By Lisa Cumming     May 29, 2018 in Internet
A complaint filed by the European Center for Digital Rights, on behalf of an anonymous complainant, against Facebook Ireland Ltd. et al alleges the company used pressure tactics to get people to accept its privacy policy, in violation of the GDPR.
Filed under Article 77(1) of the GDPR, the complainant (otherwise known as the data subject) — represented under Article 80(1) of the GDPR — alleges that Facebook (otherwise known as the controller) violated the "right to data protection," especially Articles 5, 6, 7 and 9 of the GDPR and Article 8 of the CFR.
The complaints are as follows:
  • that "the controller required the data subject to “agree” to the entire privacy policy and to the new terms." This means that the controller (data subject) was "forced" to "agree" to this policy, therefore "mak[ing] them a part of the civil-law terms."
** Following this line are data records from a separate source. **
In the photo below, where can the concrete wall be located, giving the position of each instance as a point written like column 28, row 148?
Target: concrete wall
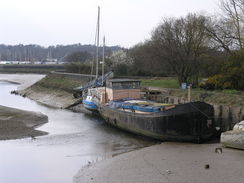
column 225, row 116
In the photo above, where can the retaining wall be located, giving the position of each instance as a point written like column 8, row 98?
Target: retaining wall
column 225, row 116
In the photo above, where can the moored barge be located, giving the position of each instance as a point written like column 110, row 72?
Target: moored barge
column 120, row 105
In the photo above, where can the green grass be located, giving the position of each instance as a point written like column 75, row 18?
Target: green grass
column 161, row 82
column 59, row 82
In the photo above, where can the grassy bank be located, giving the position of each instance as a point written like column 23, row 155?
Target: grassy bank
column 225, row 97
column 40, row 69
column 59, row 82
column 166, row 82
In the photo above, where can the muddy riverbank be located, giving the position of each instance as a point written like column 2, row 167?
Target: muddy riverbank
column 73, row 140
column 169, row 162
column 15, row 124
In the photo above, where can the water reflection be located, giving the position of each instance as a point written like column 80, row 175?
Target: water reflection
column 74, row 140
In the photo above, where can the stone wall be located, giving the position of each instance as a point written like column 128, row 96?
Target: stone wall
column 225, row 116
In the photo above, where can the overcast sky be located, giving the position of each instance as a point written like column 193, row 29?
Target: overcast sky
column 124, row 22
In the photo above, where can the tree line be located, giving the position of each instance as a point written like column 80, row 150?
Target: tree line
column 193, row 47
column 34, row 52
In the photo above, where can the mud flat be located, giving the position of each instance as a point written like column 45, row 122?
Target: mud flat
column 15, row 123
column 169, row 162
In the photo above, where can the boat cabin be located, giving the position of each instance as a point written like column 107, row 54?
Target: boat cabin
column 123, row 88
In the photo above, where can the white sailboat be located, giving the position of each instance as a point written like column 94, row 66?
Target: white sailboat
column 88, row 101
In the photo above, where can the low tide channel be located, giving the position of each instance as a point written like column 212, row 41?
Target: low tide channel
column 74, row 140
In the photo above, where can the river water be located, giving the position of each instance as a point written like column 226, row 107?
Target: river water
column 75, row 140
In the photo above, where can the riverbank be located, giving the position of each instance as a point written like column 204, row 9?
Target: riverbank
column 16, row 124
column 169, row 162
column 175, row 162
column 55, row 90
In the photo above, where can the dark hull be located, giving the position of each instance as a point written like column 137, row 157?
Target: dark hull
column 190, row 122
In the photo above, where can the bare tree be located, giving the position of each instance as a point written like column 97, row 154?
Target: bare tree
column 228, row 31
column 181, row 42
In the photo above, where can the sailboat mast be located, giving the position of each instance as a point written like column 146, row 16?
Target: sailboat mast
column 103, row 57
column 98, row 25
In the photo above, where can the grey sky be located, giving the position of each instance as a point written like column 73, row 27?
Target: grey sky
column 124, row 22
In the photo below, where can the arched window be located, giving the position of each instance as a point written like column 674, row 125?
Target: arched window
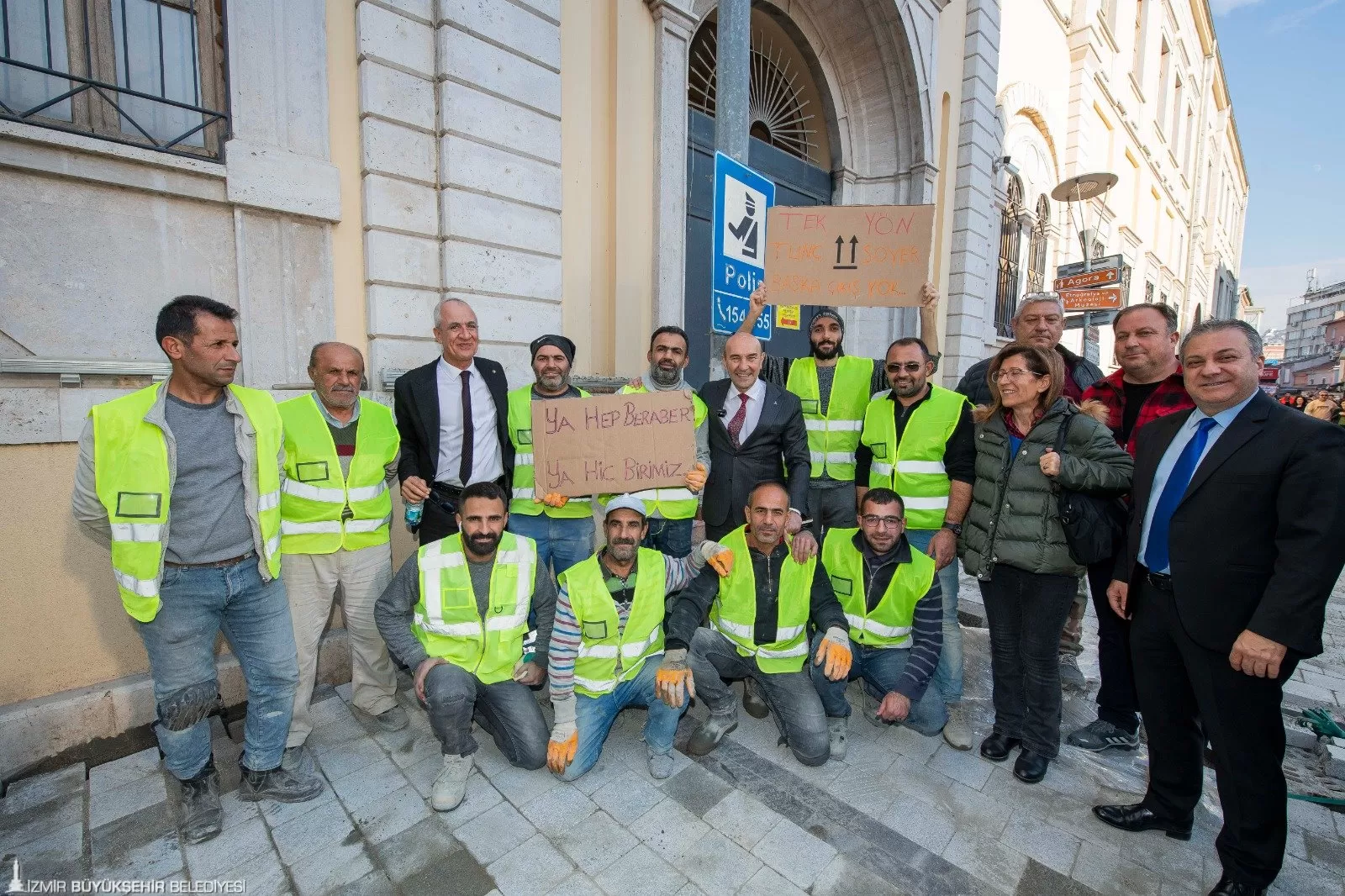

  • that, under the blanket privacy policy the complainant was "forced" to "agree" to, a clause was included that allows Facebook to provide personalized and targeted ad services to the user. This is, as the complaint reads, "in an attempt to falsely associate this form of consent with Article 6(1)(b) of the GDPR."
  • "If this is what the controller has attempted, then this is nothing more than an aggressive and absurd attempt to deprive data subjects of their rights under Article 6(1)(a), 7 and 9(2)(a) of the GDPR, by wrapping this consent into civil-law arrangement. Any such “agreement” must be interpreted as what it really is: a consent provision camouflaged as a “contractual obligation” by the controller and moved into the civil-law terms." — from the complaint.
  • that Facebook was not forthright in making it clear to the user that they did not have to agree to the policy, the complaint files this under the question: "how did the data subject allegedly consent?" and explains "the controller uses, for example, the wording “I AGREE” as the only real option within its app to force data subjects to consent to the privacy policy." In this section, the complaint also alleges that Facebook blocked the user's account if they did not consent by May 25, 2018 and used "tricks" to get people to agree, in the form of fake messages.
  • "The controller used additional “tricks” to pressure the users: For example, the consent page included two fake red dots (violation against Article 5(1)(a) – neither “fair”, nor “transparent”), that indicated that the user has new messages and notifications, which he/she cannot access without consenting – even if the user did not have such notifications or messages in reality." — from the complaint.
While Facebook is not alone in the rise of complaints they've received for running afoul of the GDPR, they certainly are at the top of list along with Google. Some complaints against the two companies came in just hours after the GDPR came into effect.